Zum Glück schaltete sich Harry ein, und die Unterhaltung nahm eine Wendung zum Transzendenten (die Sterne, das Unendliche usw.), was mir erlaubte, mich ohne zu zittern über meine Würstchen herzumachen. Selbstverständlich waren sich der Materialist und der Teilhard-de-Chardin-Anhänger auch hier nicht einig (in diesem Augenblick wurde mir klar, daß sie wohl häufig zusammenkamen und dieser Meinungsaustausch ihnen offensichtlich Spaß machte, das könnte bestimmt noch dreißig Jahre ohne nennenswerte Veränderung zu ihrer gegenseitigen Befriedigung so weitergehen). Dann kamen wir auf den Tod zu sprechen. Robert der Belgier, der sein ganzes Leben lang für die sexuelle Befreiung gekämpft hatte, die er selbst nie kennengelernt hatte, setzte sich jetzt für die Euthanasie ein — mit der er allerdings höchstwahrscheinlich Bekanntschaft machen würde. »Und die Seele? Und die Seele?« fragte Harry keuchend. Ihre Nummer war durchaus gut eingeübt; Truman schlief etwa im gleichen Augenblick ein wie ich.

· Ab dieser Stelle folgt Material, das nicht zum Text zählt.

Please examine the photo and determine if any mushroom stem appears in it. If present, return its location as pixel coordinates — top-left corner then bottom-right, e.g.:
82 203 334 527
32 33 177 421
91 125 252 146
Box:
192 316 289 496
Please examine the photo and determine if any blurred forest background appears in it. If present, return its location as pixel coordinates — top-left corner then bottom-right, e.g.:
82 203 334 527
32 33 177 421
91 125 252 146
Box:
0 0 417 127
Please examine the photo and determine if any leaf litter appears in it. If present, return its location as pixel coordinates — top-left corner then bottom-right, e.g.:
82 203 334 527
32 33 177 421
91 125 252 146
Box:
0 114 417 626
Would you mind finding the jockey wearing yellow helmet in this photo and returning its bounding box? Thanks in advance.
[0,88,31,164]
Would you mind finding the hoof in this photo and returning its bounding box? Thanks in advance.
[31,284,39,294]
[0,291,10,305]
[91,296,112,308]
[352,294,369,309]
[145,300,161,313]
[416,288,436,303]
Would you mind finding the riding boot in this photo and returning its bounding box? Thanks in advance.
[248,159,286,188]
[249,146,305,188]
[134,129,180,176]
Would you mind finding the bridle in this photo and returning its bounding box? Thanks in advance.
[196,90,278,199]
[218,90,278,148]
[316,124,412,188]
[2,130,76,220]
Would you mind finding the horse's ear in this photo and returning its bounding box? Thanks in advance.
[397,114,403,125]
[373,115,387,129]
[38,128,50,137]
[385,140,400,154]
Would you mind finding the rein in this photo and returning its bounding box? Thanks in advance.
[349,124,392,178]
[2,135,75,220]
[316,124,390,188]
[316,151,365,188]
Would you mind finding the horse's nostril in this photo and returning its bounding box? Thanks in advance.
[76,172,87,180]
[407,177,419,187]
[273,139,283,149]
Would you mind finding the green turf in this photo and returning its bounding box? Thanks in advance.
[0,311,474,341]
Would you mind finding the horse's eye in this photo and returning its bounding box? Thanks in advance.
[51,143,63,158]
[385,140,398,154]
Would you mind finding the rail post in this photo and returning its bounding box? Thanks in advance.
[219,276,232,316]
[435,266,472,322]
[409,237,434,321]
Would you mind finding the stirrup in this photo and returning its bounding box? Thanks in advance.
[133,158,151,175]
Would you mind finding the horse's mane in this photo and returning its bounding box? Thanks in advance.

Als Hildegard Harfe spielte, waren wir uns wieder alle einig. O ja, die Musik; vor allem, wenn sie leise ist. All das reichte nicht einmal aus, um daraus einen Sketch zu machen, sagte ich mir. Ich konnte nicht mehr über diese einfältigen Kämpfer für die Unmoral lachen und über Sprüche wie diesen: »Tugend ist doch wirklich was Schönes, wenn man sich das Laster leisten kann«, nein, es ging einfach nicht mehr. Ich konnte auch nicht mehr über die Verbitterung von unter Cellulitis leidenden Frauen um die Fünfzig mit ihrem unerfüllten Wunsch nach leidenschaftlicher Liebe lachen; und nicht über das behinderte Kind, das sie schließlich mit einem autistischen Mann zeugten, den sie halb vergewaltigt hatten (»David ist mein Sonnenschein«). Kurz gesagt, ich konnte über fast gar nichts mehr lachen; meine Karriere war im Eimer, das war klar.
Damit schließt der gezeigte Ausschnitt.